Update ur drivers (Grafix and sound).

I think u r playing a pirated game or a cracked game. If yes than the copy u have downloaded is not working.


----------



## nishant_garg89 (Dec 14, 2005)

harry_nitish said:
			
		

> ya ur right but isnt it that any tweak or changes in the game system files could make it run on my platform please if u have any of ideas please do post it.



try 3d analyze!
maybe it will work


----------



## harry_nitish (Dec 14, 2005)

hi con_tester i must specially confess to u on your note if i have bought  the gof game pirated.Well to say u the truth i did. but there is no problem of game being pirated as the same game cd was installed and run by my friend on his pc which had a same configuration of mine but hada 256 module of ram instead of 128 one. well about the updation of graphics yes i have did so. but of no avail. The monitor has still same ghastly faces of out of frequency

and nishant gr8 i dont know what 3d analyzer you are talking about it si some kinda software of some game tweaking utility that i am not aware of . can u please give its detail more clearly and if it si a software or something can u provide me with its link database.

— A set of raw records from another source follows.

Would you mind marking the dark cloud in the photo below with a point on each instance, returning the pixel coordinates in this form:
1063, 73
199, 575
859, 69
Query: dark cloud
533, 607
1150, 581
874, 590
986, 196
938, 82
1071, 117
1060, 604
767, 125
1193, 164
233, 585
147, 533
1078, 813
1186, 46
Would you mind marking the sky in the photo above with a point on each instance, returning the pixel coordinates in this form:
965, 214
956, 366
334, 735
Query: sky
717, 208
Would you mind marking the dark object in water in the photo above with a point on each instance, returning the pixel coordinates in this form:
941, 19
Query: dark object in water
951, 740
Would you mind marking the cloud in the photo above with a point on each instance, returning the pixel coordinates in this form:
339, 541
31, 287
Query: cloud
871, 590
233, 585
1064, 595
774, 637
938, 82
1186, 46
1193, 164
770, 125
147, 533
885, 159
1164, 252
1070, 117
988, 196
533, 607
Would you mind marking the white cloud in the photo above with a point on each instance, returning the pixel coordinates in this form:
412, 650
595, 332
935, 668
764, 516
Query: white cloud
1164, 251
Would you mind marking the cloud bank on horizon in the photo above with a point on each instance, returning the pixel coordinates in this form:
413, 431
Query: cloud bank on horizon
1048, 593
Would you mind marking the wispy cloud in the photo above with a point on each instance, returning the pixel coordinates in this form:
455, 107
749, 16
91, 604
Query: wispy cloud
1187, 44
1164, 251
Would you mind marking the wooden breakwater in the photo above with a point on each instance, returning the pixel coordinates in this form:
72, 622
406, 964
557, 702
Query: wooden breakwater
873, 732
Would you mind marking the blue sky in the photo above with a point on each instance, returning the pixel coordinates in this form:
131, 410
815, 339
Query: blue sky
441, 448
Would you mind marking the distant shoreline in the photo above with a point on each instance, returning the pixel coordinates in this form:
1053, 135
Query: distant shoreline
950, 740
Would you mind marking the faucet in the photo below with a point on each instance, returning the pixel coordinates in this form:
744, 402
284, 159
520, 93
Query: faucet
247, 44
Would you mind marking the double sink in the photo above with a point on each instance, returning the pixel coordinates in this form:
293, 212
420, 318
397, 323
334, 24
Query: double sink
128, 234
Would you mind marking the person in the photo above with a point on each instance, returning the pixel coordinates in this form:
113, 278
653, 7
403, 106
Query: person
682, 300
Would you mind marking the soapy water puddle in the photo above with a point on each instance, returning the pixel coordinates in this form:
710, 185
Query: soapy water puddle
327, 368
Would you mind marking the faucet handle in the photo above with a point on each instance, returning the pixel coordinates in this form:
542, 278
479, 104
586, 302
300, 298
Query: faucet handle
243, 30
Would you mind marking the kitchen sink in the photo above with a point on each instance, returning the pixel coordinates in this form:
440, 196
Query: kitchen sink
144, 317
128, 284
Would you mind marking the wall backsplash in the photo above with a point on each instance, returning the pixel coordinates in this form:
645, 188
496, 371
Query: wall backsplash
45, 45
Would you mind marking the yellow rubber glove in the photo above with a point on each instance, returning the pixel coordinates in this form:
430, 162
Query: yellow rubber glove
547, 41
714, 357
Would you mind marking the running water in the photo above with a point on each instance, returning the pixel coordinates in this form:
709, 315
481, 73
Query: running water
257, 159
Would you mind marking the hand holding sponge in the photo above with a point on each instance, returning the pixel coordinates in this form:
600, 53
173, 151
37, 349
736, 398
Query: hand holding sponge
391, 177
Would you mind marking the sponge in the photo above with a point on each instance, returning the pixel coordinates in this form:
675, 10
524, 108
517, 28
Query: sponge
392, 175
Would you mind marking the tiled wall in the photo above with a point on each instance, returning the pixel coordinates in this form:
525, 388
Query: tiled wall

clearly dont u guys know any of game tweaks to run high end games on low platforms. u might me having u r the brightest minds arent u.


----------



## nishant_garg89 (Dec 16, 2005)

google it
download the 3danalyzer 
try different specifications in it n try the game then

i am sure u will undrstnd it once u get it
also try  the  game in 640x...resolution (by compatibilty menu, rightt click)


----------



## nishant_garg89 (Dec 16, 2005)

google it
download the 3danalyzer 
try different specifications in it n try the game then

i am sure u will undrstnd it once u get it
also try  the  game in 640x...resolution (by compatibilty menu, rightt click)



AND tell me if that Latest info of urs is not a rumour(abt horcrux thing), i am too mad abt h.p. things


----------